The holiday experience we described earlier is a great analogy for life as a high school teacher in 2019: teaching a secondary class in any subject is a bit like organising a holiday, but imagine, instead of organising the trip for a few family members, you are organising it for 30 passengers (teenagers), many you may have never met or laid eyes on before, some of whom have already been to the destinations you are planning to go, some that don’t want to go at all, and some who for any number and variety of reasons will find it extremely challenging to attempt the trip.

So in addition to researching the destinations, transport options and organising activities for the trip, you have to also research the 30 passengers that you will be travelling with to ensure you understand all of their needs for the trip so that they all get the most out of it. In addition to producing the spreadsheet for costings and the detailed itinerary for the trip, you must also document all of the adjustments for the trip for every individual passenger who needs an adjustment for the said trip. This can range from catering for various dietary needs through to physical or mental capabilities.

As well as planning for each trip, you also have to go on each trip as the tour guide, gaining the trust of the thirty participants on the trip, helping throughout the trip when they are feeling down or overwhelmed, celebrating on the good days and encouraging on the days when they feel tired, ‘over it’ or simply bored. You have to keep notes on each individual in case you need to call for backup or specialist help during the trip, or in case the trip is not up to someone’s standard and they decide to sue the travel company.

Each teenager on the trip also needs to produce a holiday book of their time on the trip, so the tour guide needs to assist them with this, giving them feedback if they missed an important part of the trip, perhaps even revisiting attractions or activities, while at the same time, others on the trip may need additional stops or more in depth activities to make the trip worthwhile for them, so the tour guide puts these in place too. Sounds a busy job right?

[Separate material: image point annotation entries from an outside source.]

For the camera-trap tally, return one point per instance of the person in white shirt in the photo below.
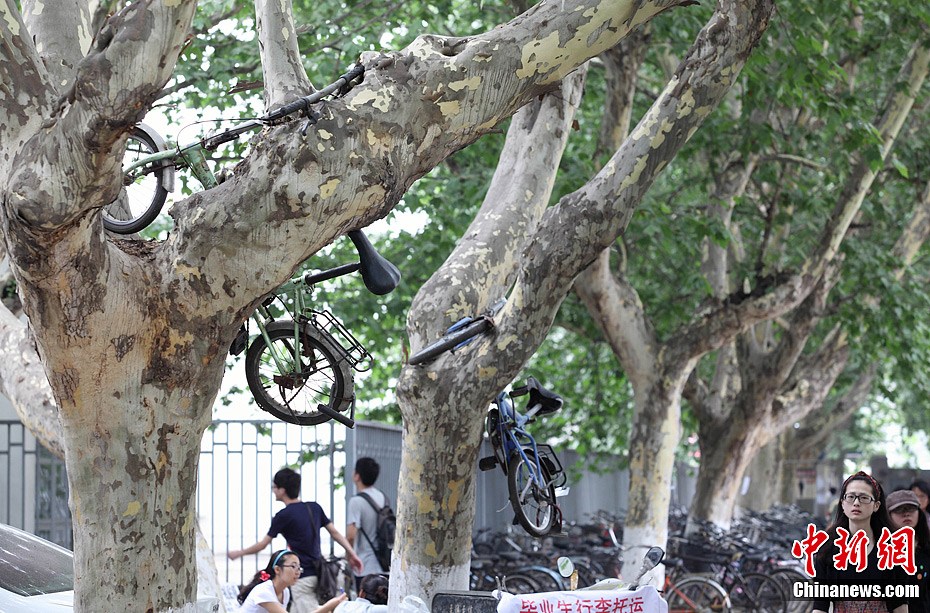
(362, 519)
(269, 591)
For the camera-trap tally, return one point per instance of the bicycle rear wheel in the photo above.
(434, 349)
(520, 583)
(697, 595)
(294, 394)
(787, 577)
(759, 592)
(144, 189)
(534, 505)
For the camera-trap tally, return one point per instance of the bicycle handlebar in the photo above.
(305, 102)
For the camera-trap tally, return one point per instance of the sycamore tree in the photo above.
(519, 249)
(760, 185)
(132, 335)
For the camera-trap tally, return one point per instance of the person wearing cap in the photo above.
(904, 510)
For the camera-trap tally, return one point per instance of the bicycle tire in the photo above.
(762, 594)
(323, 378)
(697, 595)
(534, 507)
(520, 583)
(548, 580)
(787, 577)
(140, 200)
(448, 341)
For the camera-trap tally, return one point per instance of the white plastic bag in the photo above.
(413, 604)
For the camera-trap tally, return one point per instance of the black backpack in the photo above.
(384, 532)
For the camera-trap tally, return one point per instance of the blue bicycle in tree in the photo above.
(533, 471)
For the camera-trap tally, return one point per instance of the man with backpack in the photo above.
(370, 520)
(300, 524)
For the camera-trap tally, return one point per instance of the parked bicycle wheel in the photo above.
(787, 577)
(534, 506)
(320, 378)
(697, 595)
(520, 583)
(144, 189)
(759, 593)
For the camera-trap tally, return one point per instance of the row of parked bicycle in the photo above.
(747, 568)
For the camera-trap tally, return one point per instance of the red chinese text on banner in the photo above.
(897, 549)
(808, 547)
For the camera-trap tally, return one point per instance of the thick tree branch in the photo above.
(485, 256)
(283, 72)
(611, 301)
(25, 85)
(896, 109)
(591, 218)
(23, 382)
(915, 233)
(720, 326)
(825, 420)
(615, 307)
(62, 35)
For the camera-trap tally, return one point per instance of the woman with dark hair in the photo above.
(372, 597)
(269, 590)
(904, 510)
(860, 508)
(921, 489)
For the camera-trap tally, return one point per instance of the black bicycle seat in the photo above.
(549, 402)
(380, 276)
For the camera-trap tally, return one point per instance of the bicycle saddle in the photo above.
(549, 402)
(379, 275)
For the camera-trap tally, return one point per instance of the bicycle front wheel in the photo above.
(293, 387)
(533, 503)
(697, 595)
(759, 592)
(434, 349)
(144, 189)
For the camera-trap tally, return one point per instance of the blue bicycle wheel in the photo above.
(533, 503)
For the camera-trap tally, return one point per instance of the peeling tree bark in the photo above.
(658, 371)
(133, 337)
(774, 391)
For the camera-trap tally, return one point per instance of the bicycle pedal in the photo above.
(487, 463)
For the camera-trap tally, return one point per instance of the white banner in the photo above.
(644, 600)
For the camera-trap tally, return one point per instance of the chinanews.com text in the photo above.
(803, 590)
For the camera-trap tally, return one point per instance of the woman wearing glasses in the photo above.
(860, 511)
(269, 590)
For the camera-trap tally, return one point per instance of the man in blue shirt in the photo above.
(300, 523)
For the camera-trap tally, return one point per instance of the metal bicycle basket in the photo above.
(352, 350)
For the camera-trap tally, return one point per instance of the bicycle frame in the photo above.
(193, 155)
(511, 428)
(298, 289)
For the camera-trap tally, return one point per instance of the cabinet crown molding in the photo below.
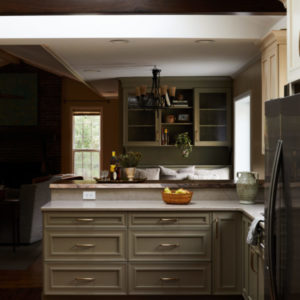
(275, 36)
(283, 2)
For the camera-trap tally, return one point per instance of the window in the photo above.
(86, 148)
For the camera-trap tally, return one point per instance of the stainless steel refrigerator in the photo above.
(282, 201)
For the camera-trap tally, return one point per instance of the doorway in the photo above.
(242, 134)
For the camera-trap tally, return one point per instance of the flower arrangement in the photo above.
(184, 143)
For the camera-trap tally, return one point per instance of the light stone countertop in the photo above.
(252, 211)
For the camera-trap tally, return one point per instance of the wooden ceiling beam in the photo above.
(51, 7)
(7, 58)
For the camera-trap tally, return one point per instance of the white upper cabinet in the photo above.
(293, 39)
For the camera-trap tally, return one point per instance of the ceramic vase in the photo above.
(247, 186)
(130, 173)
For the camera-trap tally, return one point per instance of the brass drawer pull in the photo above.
(168, 220)
(89, 279)
(85, 219)
(169, 279)
(85, 245)
(169, 245)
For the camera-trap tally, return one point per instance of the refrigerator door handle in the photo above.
(270, 224)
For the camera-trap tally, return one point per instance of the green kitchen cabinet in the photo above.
(227, 259)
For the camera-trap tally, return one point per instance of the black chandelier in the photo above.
(158, 97)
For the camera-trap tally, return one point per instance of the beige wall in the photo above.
(77, 95)
(249, 80)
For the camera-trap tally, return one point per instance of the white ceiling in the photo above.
(83, 42)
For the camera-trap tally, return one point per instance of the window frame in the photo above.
(85, 111)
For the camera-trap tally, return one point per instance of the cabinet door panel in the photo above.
(212, 116)
(168, 279)
(84, 279)
(84, 244)
(170, 245)
(227, 253)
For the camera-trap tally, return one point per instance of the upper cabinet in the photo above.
(293, 14)
(212, 116)
(273, 70)
(205, 114)
(141, 124)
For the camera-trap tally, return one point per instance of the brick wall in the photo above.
(36, 147)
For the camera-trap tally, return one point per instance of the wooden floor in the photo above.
(22, 284)
(27, 285)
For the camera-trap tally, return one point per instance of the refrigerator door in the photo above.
(290, 110)
(274, 212)
(282, 212)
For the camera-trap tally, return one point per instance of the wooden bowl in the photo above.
(172, 198)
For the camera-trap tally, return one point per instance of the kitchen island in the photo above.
(127, 243)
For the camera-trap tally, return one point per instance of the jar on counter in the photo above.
(247, 186)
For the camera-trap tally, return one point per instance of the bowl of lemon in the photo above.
(180, 196)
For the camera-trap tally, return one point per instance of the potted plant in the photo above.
(128, 162)
(184, 143)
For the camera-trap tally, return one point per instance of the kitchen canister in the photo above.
(247, 186)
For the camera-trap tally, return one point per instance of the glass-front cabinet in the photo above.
(212, 116)
(141, 124)
(200, 107)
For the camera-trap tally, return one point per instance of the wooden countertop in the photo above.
(173, 184)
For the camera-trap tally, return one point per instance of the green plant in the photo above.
(130, 159)
(184, 143)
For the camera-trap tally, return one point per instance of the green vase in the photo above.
(247, 186)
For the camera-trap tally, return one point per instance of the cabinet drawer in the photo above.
(84, 279)
(175, 278)
(84, 219)
(84, 244)
(170, 245)
(169, 220)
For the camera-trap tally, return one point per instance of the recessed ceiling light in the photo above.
(206, 41)
(119, 41)
(92, 70)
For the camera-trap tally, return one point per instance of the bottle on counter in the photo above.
(112, 167)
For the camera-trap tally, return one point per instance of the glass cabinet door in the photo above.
(212, 116)
(141, 124)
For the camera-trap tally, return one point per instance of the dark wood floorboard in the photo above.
(27, 285)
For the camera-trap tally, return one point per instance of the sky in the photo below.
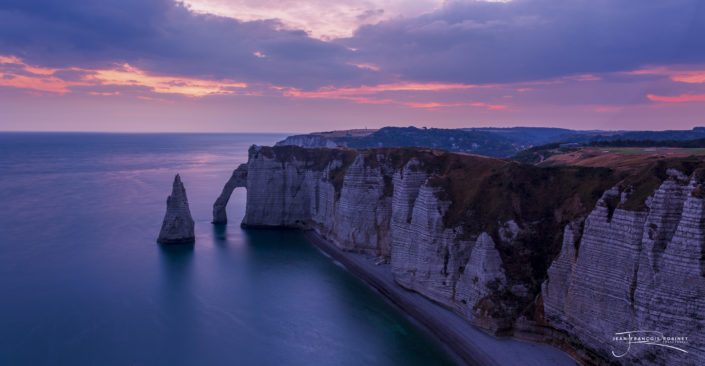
(318, 65)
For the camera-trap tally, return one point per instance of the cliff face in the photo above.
(635, 270)
(573, 254)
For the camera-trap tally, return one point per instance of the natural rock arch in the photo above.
(238, 179)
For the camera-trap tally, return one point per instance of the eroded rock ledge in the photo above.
(566, 256)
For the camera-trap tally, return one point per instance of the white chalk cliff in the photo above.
(510, 247)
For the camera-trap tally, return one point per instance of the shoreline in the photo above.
(466, 343)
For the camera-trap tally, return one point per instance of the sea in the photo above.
(83, 281)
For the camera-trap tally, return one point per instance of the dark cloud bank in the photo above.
(470, 42)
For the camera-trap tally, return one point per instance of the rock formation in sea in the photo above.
(177, 227)
(565, 255)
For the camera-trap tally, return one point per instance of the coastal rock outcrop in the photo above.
(177, 227)
(237, 179)
(574, 254)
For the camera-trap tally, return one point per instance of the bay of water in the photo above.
(83, 282)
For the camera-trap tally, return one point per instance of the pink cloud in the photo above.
(677, 99)
(43, 80)
(683, 76)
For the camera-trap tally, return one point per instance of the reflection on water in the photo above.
(86, 284)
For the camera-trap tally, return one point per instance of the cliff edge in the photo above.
(568, 256)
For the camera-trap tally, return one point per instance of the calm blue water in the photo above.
(82, 281)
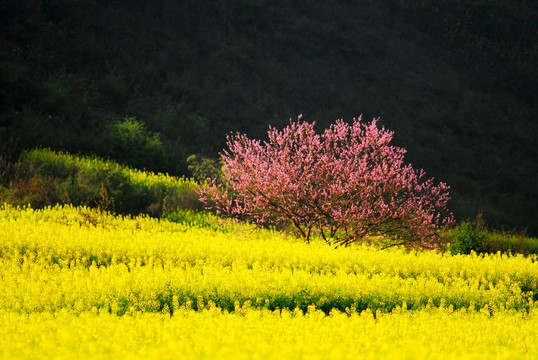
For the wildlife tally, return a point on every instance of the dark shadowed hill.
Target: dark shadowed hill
(151, 82)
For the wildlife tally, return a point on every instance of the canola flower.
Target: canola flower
(81, 283)
(262, 334)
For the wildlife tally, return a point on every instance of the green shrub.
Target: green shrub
(132, 143)
(469, 236)
(45, 177)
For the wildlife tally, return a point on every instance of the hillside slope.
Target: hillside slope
(457, 82)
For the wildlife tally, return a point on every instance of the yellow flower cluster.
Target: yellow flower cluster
(190, 291)
(262, 334)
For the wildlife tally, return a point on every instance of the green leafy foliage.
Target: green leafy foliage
(44, 177)
(133, 144)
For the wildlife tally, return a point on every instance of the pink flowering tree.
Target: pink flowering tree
(345, 185)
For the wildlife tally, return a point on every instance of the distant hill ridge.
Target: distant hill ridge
(151, 82)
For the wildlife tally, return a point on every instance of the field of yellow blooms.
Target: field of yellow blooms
(80, 283)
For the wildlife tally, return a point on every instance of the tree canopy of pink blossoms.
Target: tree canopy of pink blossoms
(345, 185)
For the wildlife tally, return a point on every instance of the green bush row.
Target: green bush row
(44, 177)
(473, 235)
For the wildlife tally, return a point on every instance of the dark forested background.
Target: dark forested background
(150, 82)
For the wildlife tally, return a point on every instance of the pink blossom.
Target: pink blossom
(346, 184)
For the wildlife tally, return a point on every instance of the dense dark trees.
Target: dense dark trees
(456, 81)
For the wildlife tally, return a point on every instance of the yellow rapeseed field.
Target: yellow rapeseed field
(79, 283)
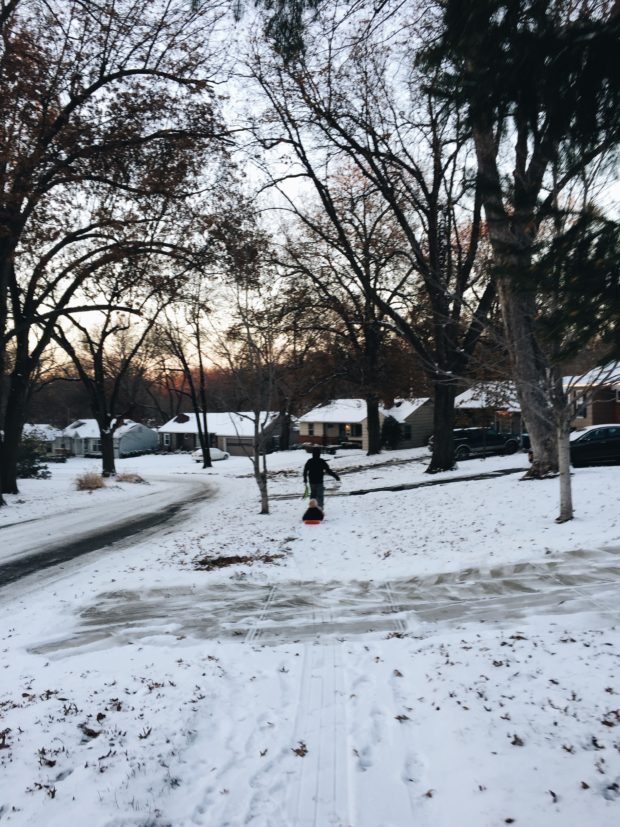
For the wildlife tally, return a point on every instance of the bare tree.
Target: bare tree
(340, 101)
(103, 354)
(95, 98)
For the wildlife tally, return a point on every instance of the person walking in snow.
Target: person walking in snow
(314, 472)
(313, 514)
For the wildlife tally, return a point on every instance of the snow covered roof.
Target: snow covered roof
(403, 408)
(608, 375)
(340, 410)
(499, 395)
(89, 429)
(45, 432)
(229, 424)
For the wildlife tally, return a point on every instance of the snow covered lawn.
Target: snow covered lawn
(438, 656)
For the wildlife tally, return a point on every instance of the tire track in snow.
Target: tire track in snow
(319, 793)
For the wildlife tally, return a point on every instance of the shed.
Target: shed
(82, 439)
(231, 431)
(415, 420)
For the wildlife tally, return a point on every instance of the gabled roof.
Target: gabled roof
(228, 424)
(340, 410)
(402, 409)
(89, 429)
(497, 395)
(607, 375)
(45, 432)
(349, 411)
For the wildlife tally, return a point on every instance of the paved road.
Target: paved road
(31, 546)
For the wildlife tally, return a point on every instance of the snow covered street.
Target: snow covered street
(433, 656)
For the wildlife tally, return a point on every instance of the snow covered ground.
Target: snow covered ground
(436, 656)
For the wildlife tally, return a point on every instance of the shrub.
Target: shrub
(129, 477)
(29, 466)
(89, 482)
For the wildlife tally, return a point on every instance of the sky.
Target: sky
(441, 655)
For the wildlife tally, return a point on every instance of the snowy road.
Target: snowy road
(309, 611)
(32, 545)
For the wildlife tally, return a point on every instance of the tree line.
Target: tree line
(402, 182)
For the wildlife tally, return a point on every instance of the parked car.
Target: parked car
(595, 445)
(215, 454)
(476, 442)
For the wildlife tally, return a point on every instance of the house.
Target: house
(346, 421)
(415, 420)
(82, 439)
(343, 420)
(595, 396)
(230, 431)
(45, 434)
(493, 404)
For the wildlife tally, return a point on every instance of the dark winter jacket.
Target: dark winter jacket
(313, 513)
(315, 469)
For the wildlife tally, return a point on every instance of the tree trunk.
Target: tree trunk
(285, 430)
(531, 375)
(443, 426)
(14, 417)
(261, 479)
(107, 452)
(566, 495)
(374, 425)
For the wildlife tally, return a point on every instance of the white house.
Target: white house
(46, 434)
(342, 420)
(490, 403)
(346, 420)
(595, 395)
(231, 431)
(82, 439)
(415, 418)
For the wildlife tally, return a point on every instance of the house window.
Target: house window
(581, 408)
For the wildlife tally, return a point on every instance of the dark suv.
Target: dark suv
(476, 442)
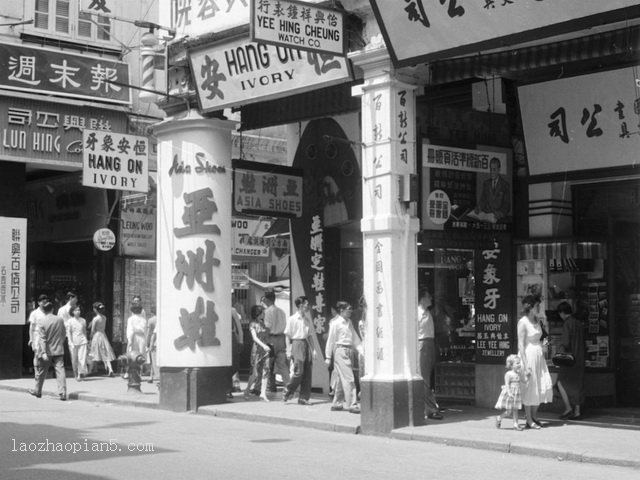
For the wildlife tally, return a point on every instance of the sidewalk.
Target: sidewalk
(609, 437)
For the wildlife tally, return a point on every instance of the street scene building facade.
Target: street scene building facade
(356, 151)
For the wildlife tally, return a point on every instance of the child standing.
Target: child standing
(510, 399)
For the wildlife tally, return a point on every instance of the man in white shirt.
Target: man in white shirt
(34, 317)
(298, 332)
(427, 347)
(276, 321)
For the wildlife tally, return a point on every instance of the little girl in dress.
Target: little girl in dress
(510, 399)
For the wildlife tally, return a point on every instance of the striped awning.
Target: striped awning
(616, 42)
(575, 250)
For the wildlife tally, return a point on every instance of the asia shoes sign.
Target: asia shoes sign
(13, 270)
(416, 31)
(243, 72)
(298, 25)
(115, 161)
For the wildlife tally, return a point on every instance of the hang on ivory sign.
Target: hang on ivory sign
(243, 72)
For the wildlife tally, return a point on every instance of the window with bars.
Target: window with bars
(66, 18)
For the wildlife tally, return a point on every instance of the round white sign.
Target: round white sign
(104, 239)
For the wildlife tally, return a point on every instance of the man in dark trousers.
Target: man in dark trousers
(52, 335)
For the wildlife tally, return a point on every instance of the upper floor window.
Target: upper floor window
(71, 18)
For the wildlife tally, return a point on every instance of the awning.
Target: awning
(616, 42)
(573, 250)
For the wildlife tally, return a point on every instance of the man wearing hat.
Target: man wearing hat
(34, 318)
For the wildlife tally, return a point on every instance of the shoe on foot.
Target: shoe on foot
(34, 393)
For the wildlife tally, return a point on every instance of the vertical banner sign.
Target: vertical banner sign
(115, 161)
(13, 268)
(194, 244)
(494, 325)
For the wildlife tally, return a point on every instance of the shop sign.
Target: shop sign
(466, 189)
(494, 322)
(582, 123)
(42, 70)
(104, 239)
(416, 31)
(115, 161)
(265, 189)
(138, 231)
(298, 25)
(50, 132)
(60, 208)
(13, 270)
(243, 72)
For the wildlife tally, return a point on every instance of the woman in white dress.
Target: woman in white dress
(538, 387)
(101, 350)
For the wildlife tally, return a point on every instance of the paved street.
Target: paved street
(149, 443)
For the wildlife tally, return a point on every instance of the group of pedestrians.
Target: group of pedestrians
(87, 344)
(286, 346)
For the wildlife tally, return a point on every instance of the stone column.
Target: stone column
(392, 389)
(194, 261)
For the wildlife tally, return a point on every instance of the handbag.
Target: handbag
(562, 359)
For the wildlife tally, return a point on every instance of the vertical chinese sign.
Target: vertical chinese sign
(194, 246)
(494, 322)
(13, 265)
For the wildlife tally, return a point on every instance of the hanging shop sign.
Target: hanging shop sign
(589, 122)
(416, 31)
(50, 133)
(13, 270)
(466, 189)
(265, 189)
(138, 231)
(104, 239)
(298, 25)
(494, 321)
(243, 72)
(115, 161)
(57, 72)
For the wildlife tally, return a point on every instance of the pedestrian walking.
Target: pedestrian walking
(342, 342)
(100, 350)
(298, 341)
(276, 321)
(77, 341)
(51, 340)
(261, 354)
(510, 398)
(571, 379)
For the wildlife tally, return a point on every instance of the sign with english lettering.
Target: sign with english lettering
(265, 189)
(115, 161)
(298, 25)
(243, 72)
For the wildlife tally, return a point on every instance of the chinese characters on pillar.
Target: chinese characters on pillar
(198, 322)
(316, 240)
(493, 321)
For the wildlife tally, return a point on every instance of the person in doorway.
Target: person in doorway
(276, 321)
(495, 198)
(261, 354)
(427, 349)
(341, 343)
(100, 349)
(77, 341)
(298, 342)
(538, 388)
(51, 337)
(571, 379)
(34, 317)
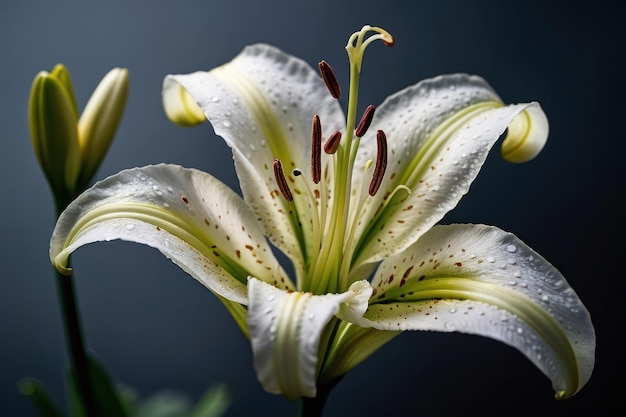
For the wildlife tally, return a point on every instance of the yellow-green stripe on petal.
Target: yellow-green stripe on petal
(526, 135)
(180, 107)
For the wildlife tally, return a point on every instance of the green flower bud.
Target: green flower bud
(53, 128)
(69, 149)
(98, 123)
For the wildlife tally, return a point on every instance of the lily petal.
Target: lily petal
(439, 134)
(285, 331)
(481, 280)
(191, 217)
(262, 104)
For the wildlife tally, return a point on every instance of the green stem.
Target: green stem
(76, 346)
(314, 407)
(74, 338)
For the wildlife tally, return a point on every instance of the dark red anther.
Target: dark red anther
(365, 122)
(332, 144)
(328, 75)
(381, 163)
(281, 180)
(316, 149)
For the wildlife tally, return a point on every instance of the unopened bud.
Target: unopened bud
(99, 121)
(52, 121)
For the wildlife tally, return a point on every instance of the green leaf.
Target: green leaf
(40, 398)
(164, 404)
(109, 399)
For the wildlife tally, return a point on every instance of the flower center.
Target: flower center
(331, 195)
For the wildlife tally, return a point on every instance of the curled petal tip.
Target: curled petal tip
(180, 107)
(526, 136)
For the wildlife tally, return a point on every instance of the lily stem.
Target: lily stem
(79, 361)
(76, 345)
(314, 407)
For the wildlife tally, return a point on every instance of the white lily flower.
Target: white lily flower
(358, 222)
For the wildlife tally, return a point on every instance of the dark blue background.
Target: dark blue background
(156, 328)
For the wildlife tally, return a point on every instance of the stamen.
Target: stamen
(281, 180)
(365, 122)
(332, 144)
(328, 75)
(316, 149)
(381, 163)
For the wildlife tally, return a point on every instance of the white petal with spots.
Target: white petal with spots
(188, 215)
(481, 280)
(262, 104)
(439, 133)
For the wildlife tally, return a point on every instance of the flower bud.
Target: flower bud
(99, 121)
(53, 127)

Well let’s throw in the need for the tour guides to provide the parents with a written report and a face-to-face meeting twice during the trip on each individual passenger’s performance, and the trip doesn’t stop for these reports or meetings to come to reality. Are you exhausted reading this yet?

Here is the kicker though: high school teachers don’t have one trip to plan each year, they plan six or seven trips simultaneously each year, often with thirty different passengers on each trip, very different destinations to visit, and passengers joining and leaving the trip throughout the year. Then there is the government that adds well meaning requirements for trips that say your trip through Italy and France must have a stopover in Antarctica, or passengers must take a second or third trip to London, even though they’ve been to all the attractions already!

Now imagine that the same government(s) decide to test the passengers, but instead of testing how much the travellers learnt about the places they visited, they instead spend big dollars on testing to produce data on how efficiently they boarded the plane or how well they packed their bags.

Further to this, the Tour Guides’ Association of Australia requires you to complete and log 100 hours of professional development or training over five years to show that you are competent in planning and executing a trip, regardless of how many you’ve already completed.

Perhaps a way of improving the quality of future trips would be to increase funding to train and develop more tour guides, thus reducing the amount of trips any one tour guide needs to plan and execute at any one time. Less trips for any one tour guide means that tour guides can focus more thoroughly on the participants on the smaller number of trips they are responsible for.

We think we need a ‘holiday’ now, along with our fellow hardworking and passionate ‘tour guides’.